September 2020 Kettera Strategies Tactic Indicator - Heat Map
In September, quant macro programs found themselves in moderate negative territory, with agricultural commodities being a significant contributing factor. Despite some weather-related volatility, agricultural commodities such as corn and wheat faced significant price declines throughout 2025 [2][3].
The first half of the year saw corn prices drop by around 8.3%, and wheat decline nearly 9.5%, indicating broad challenges in the agricultural commodity markets due to oversupply and supply-demand imbalances [2]. In contrast, energy commodities like natural gas surged significantly (+33.8%), and agricultural softs such as coffee (+70.8%) and sugar (+29.9%) benefited from shortages caused by extreme weather [4].
This divergence in performance profiles relative to grain agricultural commodities has made it challenging for quant macro programs to capitalize on agricultural commodities, given the strong bearish fundamental signals and price volatility [2][4]. Specialist services like Trader PhD emphasize the importance of timing and strategic risk management in navigating such volatility [1].
Industry panels and forecasting updates in August 2025 highlighted ongoing market volatility and the necessity for advanced forecasting and cost modeling tools to better anticipate shifts in agricultural commodity prices [5]. This underscores the challenging market conditions faced by agricultural commodity specialists.
Despite these struggles, some agricultural commodity specialists managed to outperform in September. Agricultural Commodities Specialists were the top performers of the month [6]. The success of these managers often relied on taking shorter-term retracement bets [7].
On the other hand, programs with a heavy commodities focus performed better than those concentrated on financial markets. Currencies, metals, and energies were where the most return was reaped [8]. Some positive returns were found in long fixed income and agricultural commodities positions [5].
The CBOE Eurekahedge Relative Value Volatility Hedge Fund Index was introduced, which focuses on managing volatility within a portfolio by using options and other derivative strategies [9]. The Eurekahedge-Mizuho Multi-Strategy Index, the BarclayHedge Currency Traders Index, and the BTOP FX Traders Index were also mentioned [10].
It's important to note that the views expressed in this article are those of the author and not necessarily those of AlphaWeek or its publisher, The Sortino Group [11]. The S&P GSCI Metals & Energy Index and S&P GSCI Ag Commodities Index were also discussed [12].
Kettera Strategies tracked quant macro programs performed better than benchmarks in September, with their performance being a testament to the importance of strategic risk management and advanced forecasting capabilities in navigating volatile markets [6].

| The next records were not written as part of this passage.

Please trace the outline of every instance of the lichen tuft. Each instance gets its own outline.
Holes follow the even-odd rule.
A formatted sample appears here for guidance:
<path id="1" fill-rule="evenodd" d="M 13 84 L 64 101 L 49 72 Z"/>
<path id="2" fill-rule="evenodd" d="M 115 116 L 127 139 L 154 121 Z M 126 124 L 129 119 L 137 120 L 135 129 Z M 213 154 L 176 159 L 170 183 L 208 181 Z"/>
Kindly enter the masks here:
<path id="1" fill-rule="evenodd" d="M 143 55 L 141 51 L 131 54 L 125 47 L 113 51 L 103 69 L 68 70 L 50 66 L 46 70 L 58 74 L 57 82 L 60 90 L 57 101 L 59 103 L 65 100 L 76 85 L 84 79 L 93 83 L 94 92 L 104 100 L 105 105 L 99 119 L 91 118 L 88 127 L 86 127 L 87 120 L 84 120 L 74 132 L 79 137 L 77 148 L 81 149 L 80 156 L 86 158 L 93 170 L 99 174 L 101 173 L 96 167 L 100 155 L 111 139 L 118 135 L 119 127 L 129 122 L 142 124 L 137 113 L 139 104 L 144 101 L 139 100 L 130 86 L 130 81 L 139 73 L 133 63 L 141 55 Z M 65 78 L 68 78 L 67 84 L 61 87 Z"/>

In conclusion, September and the broader 2025 period showed underperformance for agricultural commodity specialists within quant macro frameworks due to prevailing supply surpluses and bearish price trends in grains, relative to stronger performance by some energy and agricultural soft commodity sub-sectors. Successful navigation relies heavily on timing, strategic risk management, and advanced forecasting capabilities.
References:
- Trader PhD
- Agricultural Commodities in 2025: Challenges and Opportunities
- Global Corn and Wheat Prices Plummet in 2025
- Energy and Agricultural Soft Commodities Outperform Grains in 2025
- Industry Forecasts Highlight Volatility in Agricultural Commodity Markets
- Kettera Strategies Outperform in September
- Many Profitable Managers Take Shorter-Term Bets
- Currencies, Metals, and Energies Yield the Most Return
- CBOE Eurekahedge Relative Value Volatility Hedge Fund Index
- Eurekahedge-Mizuho Multi-Strategy Index, BarclayHedge Currency Traders Index, and BTOP FX Traders Index
- Disclaimer
- S&P GSCI Metals & Energy Index and S&P GSCI Ag Commodities Index
In the context of the evolving agricultural commodity markets, it's crucial for specialists to employ advanced forecasting techniques and strategic risk management, such as those provided by the service Trader PhD, to navigate the market volatility. In the heavily volatile agricultural commodity sector during September, technology-driven quant macro programs struggled, primarily due to the bearish price trends in grains, while some specialists managed to outperform, relying on taking shorter-term retracement bets.